Los jóvenes escuchan. Cuando Demódoco termina su relato, comentan en voz alta.

– Los versos, bien medidos.
– Las metáforas, brillantes y vigorosas.
– El lenguaje, adecuado a las situaciones.
– Esto en cuanto a la forma. Analicemos ahora el fondo.
– Sobresaliente, a mi juicio, el retrato de Agamenón.
– Gracioso el episodio de Tersites.
– Inverosímil, en cambio, el ardid del caballo de madera.
– La muerte de Patroclo me hizo llorar.
– La sobrepasa en patetismo la de Héctor.
– Pues, ¿y la lamentación final de Príamo?

Entre los oyentes hay un extranjero que permanece silencioso. Nadie sabe quién es. Es Ulises.

Y Ulises piensa: «¿Qué es lo que ha cantado Demódoco? ¿A qué Troya se ha referido, a qué griegos? No he reconocido a nadie. Aquellos sudores, aquellas lágrimas, aquellos olores, aquellas voces, aquel fuego, aquel dolor, aquel miedo, ¿dónde están? Ha balbuceado una estúpida parodia.
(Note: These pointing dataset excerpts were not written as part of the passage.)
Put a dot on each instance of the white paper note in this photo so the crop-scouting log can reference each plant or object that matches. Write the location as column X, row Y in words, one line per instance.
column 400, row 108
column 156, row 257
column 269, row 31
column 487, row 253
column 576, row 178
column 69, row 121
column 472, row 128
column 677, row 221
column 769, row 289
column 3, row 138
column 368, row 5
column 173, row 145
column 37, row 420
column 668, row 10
Ahora sabrán estos jóvenes lo que fue Troya».

Ulises comienza a hablar. Pero en seguida el auditorio lo interrumpe de mal talante:

– Cállate, extranjero. Y cesa de farfullar ese galimatías. Tu guerra de Troya se parece más a una riña de gallos que a una contienda entre héroes. Luego del divino canto de Demódoco, ¿pretendes tú emularlo con semejante ristra de disparates?»

Tal vez no haga falta ser protagonista de unos hechos o haberlos visto con los propios ojos para narrarlos bien. Tal vez sea suficiente haber estado allí en sueños y, por supuesto, en compañía de las musas.